Simplify the equation before multiplying everything by
`\displaystyle (b)/(a^2+b^2)`.

• 
  `\displaystyle \int e^a^u sin(bu) \ du = \big{(}(-e^a^u cos(bu) \ b + a \ e^a^u sin(bu))/(b) \big{)} \big{(} (b)/(a^2+b^2) \big{)}`

Multiply the two factors together. Notice that the two b's in the denominator and numerator, respectively, cancel out.

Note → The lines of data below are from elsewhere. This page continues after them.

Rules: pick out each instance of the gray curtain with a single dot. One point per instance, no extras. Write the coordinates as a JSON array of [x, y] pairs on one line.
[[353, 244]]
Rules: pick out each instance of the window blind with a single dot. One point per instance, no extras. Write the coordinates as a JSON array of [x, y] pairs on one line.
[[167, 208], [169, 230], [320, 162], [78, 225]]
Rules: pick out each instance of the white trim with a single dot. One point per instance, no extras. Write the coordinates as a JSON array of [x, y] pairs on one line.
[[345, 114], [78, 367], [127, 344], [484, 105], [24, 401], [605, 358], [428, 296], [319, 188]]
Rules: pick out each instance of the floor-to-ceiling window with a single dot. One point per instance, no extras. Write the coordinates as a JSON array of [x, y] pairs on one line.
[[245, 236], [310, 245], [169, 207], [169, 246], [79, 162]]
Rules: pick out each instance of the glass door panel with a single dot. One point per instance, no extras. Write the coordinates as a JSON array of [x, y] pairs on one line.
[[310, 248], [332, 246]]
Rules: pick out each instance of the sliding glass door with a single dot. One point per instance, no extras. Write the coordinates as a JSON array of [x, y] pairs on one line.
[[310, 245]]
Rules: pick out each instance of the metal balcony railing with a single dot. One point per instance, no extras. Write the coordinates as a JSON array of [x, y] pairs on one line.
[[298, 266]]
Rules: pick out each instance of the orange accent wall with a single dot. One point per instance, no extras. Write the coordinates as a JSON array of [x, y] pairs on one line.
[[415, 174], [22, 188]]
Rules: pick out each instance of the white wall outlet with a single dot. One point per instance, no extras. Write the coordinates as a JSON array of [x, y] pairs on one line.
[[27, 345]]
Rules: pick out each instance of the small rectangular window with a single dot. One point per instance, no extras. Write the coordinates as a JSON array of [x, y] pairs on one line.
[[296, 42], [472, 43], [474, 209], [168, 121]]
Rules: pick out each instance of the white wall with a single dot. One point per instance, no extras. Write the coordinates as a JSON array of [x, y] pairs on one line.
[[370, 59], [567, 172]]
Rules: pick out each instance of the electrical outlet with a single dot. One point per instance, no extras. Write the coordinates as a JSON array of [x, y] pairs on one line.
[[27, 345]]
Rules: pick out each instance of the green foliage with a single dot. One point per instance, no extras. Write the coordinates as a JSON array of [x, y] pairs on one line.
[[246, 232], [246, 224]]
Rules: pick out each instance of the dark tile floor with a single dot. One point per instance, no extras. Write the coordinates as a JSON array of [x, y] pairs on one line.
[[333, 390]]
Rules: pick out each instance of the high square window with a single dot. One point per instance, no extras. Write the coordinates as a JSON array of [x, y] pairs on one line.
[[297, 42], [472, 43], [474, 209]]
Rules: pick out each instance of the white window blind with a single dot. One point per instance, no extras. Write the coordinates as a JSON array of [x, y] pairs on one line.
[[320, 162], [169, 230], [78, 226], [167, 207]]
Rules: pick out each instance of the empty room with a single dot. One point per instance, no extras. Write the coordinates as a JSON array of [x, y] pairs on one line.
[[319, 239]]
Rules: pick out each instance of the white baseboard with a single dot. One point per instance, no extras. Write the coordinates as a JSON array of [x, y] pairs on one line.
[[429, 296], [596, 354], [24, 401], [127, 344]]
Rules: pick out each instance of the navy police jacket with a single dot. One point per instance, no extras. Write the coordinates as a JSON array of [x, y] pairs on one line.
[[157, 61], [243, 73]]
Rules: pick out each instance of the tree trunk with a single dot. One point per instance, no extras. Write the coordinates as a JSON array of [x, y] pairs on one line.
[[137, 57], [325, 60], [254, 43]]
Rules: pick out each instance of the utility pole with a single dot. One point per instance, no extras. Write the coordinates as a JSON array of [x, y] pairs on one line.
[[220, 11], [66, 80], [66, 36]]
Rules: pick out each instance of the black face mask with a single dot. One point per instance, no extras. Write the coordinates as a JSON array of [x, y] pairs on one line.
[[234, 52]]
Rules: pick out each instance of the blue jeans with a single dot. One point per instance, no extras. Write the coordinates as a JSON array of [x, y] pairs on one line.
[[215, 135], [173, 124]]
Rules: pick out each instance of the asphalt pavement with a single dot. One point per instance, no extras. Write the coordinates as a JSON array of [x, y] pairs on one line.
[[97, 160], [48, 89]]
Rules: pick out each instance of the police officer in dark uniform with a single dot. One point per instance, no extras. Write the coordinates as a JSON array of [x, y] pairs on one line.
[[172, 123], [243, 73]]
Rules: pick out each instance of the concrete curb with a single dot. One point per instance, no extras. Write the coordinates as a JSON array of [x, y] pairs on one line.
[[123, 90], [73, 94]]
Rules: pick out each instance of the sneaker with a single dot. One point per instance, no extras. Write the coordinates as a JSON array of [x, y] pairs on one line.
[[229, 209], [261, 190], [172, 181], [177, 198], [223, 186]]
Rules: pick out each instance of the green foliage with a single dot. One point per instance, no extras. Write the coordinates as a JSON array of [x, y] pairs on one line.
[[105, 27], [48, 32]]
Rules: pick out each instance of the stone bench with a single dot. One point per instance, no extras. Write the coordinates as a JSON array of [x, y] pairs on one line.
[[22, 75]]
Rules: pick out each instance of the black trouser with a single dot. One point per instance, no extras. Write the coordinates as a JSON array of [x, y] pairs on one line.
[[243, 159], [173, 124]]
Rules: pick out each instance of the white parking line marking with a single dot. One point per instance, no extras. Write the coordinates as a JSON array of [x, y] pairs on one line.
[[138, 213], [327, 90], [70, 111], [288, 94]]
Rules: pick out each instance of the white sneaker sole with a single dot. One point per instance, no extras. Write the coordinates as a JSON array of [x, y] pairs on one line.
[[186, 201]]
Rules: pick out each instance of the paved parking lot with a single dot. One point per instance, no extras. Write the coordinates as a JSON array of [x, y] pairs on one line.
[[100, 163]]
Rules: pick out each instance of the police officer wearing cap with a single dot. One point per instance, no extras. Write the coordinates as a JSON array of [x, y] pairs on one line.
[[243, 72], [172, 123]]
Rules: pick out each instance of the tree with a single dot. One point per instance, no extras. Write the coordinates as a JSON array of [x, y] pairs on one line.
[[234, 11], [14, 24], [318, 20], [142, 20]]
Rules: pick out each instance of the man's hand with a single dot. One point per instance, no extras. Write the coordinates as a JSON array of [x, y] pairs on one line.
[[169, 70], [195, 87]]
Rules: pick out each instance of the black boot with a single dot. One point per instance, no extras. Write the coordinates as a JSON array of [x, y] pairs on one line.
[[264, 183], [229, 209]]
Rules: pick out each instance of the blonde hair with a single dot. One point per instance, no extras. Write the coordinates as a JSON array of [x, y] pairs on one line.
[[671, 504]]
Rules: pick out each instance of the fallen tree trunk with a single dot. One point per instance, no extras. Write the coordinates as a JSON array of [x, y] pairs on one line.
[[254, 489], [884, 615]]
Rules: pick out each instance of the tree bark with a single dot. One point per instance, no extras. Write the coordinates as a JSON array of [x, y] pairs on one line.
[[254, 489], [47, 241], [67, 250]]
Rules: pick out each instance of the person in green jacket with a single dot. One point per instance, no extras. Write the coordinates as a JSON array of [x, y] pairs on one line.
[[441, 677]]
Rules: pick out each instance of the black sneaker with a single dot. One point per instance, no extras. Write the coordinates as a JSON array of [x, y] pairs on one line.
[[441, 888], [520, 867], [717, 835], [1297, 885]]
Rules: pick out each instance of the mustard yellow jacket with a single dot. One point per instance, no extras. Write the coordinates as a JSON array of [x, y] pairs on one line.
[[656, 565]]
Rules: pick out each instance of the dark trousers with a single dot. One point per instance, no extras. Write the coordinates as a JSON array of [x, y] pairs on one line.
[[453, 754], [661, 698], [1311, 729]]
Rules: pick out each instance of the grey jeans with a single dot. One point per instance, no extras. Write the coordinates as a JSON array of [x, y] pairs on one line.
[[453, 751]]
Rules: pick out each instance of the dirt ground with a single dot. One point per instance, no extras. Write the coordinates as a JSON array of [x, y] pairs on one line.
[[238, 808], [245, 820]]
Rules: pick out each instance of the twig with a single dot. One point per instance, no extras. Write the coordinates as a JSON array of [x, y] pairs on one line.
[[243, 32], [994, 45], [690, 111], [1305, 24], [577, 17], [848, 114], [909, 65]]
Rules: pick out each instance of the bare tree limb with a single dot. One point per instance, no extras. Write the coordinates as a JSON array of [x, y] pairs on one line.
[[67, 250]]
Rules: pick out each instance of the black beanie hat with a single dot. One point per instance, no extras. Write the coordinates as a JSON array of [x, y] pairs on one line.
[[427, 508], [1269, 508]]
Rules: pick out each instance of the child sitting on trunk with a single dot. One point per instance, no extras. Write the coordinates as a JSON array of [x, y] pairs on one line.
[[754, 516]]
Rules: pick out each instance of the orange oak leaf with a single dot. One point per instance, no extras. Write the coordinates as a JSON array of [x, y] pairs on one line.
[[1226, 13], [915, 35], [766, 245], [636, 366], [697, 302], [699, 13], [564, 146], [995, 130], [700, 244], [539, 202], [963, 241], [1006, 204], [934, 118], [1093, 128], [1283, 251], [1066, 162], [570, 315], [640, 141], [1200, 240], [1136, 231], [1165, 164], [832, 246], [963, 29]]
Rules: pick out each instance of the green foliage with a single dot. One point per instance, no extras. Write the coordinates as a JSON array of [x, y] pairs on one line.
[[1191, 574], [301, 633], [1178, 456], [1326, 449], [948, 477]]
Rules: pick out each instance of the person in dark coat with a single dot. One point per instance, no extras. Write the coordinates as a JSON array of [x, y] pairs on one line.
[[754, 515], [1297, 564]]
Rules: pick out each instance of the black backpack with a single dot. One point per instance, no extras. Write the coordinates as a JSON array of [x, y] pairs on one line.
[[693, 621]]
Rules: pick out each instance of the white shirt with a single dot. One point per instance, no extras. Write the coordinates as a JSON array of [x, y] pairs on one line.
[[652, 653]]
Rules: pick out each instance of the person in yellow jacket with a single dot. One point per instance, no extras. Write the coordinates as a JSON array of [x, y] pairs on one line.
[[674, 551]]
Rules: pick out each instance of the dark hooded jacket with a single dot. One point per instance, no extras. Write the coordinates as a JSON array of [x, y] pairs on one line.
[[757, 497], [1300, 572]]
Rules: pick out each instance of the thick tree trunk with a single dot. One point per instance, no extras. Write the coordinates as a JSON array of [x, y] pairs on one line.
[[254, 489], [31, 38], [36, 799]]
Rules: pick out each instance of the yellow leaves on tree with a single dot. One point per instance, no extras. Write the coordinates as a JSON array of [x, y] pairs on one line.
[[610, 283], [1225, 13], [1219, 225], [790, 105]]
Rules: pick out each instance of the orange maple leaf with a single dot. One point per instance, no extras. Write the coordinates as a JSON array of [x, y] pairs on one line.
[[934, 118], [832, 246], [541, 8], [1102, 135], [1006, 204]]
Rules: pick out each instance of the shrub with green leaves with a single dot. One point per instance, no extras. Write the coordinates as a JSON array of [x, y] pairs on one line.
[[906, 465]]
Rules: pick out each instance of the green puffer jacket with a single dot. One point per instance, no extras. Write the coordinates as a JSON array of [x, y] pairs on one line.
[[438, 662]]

We are left with:

• 
  `\displaystyle \int e^a^u sin(bu) \ du = \big{(}(-e^a^u cos(bu) \ b + a \ e^a^u sin(bu))/(a^2+b^2) \big{)}`

Factor
`\displaystyle e^a^u` from the numerator.

• 
  `\displaystyle \int e^a^u sin(bu) \ du = \big{(}(e^a^u( -b \ cos(bu) \ + a \ sin(bu))/(a^2+b^2) \big{)}`

Split the numerator and denominator to make it appear the same as the original question.

• 
  `\displaystyle \int e^a^u sin(bu) \ du = (e^a^u)/(a^2+b^2) \big{(} a \ sin(bu) - b \ cos(bu) \big{)}`

Since we are taking the integral of something, we can add a +C at the end to complete the problem.

• 
  `\displaystyle \int e^a^u sin(bu) \ du = (e^a^u)/(a^2+b^2) \big{(} a \ sin(bu) - b \ cos(bu) \big{)} + C`

This is equivalent to the proof that we are given, therefore, we proved the integral correctly.